Al Seckel recalls the following story about Feynman:
One day a physicist friend of mine Ron Unz asked if he could be introduced to his hero – Richard Feynman. Ron had an impressive list of credentials behind him – winner of the prestigious Westinghouse Science Award, degrees from Harvard and Cambridge, and a former graduate student of Steven Hawking. (A little aside, Ron was later to briefly gain some fame after he became a multimillionaire and ran briefly against Pete Wilson in the race for the California Senate). In addition to Ron’s impressive credentials, he had developed a rather controversial theory that charge was not conserved. He had published a paper about it in Physical Review and he wanted to discuss his idea with Feynman. I agreed to invite him to one of our private lunch sessions. On the day in question, Ron made a terrible mistake. First of all he showed up in a suit. That was certain to give a bad impression to Feynman. Then I made a mistake, I spilled the beans to Feynman just before lunch about Ron’s ideas. Feynman roared, and declared that he would refuse to eat with anyone that stupid. Feynman turned and walked away. I went back to Ron and told him what had happened. Ron was terribly disappointed, but I told him that I would persist. I went back to Feynman and convinced him to still have lunch with us. Feynman said, Ok, as long as we don’t talk physics. I don’t want to hear anything about it. So I got Ron to join us. No sooner than five minutes into the conversation, Feynman turns to Ron and says, OK, what’s this dopey idea you have in physics? Ron, who is an extremely confident guy, turned and started to explain his theory. Feynman, booming loudly declared, Did you think about this….? Did you think about that…? The response was almost inevitably, No. On it went. I must say, I have never seen such a quick and merciless massacre of another individual in my life. It was sad.
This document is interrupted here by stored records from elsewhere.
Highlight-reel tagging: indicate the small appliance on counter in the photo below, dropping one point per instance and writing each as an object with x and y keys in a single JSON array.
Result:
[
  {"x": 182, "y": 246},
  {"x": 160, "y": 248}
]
Does anyone understand enough physics to guess at what would be critical objections to the idea that charge is not necessarily conserved? Certainly a strong justification is the same as for other conservation laws, that symmetrical events (as are those we know of involving charge) produce conservation laws (ie. Noether’s theorem), but according to Wikipedia, “The best experimental tests of electric charge conservation are searches for particle decays that would be allowed if electric charge is not always conserved. No such decays have ever been seen” – so it’s not so obvious that experimentalists wouldn’t try to refute it. Why would it be obviously stupid with a moment’s thought that a theory violating this would be really stupid?
Well…
> but according to Wikipedia
You’re quoting wiki on science? I mean, wiki is sub-par on linguistics.
anon
Wikipedia is sub-par? What’s par?
I’ve usually found Wikipedia to be really good on science, actually, especially mainstream science.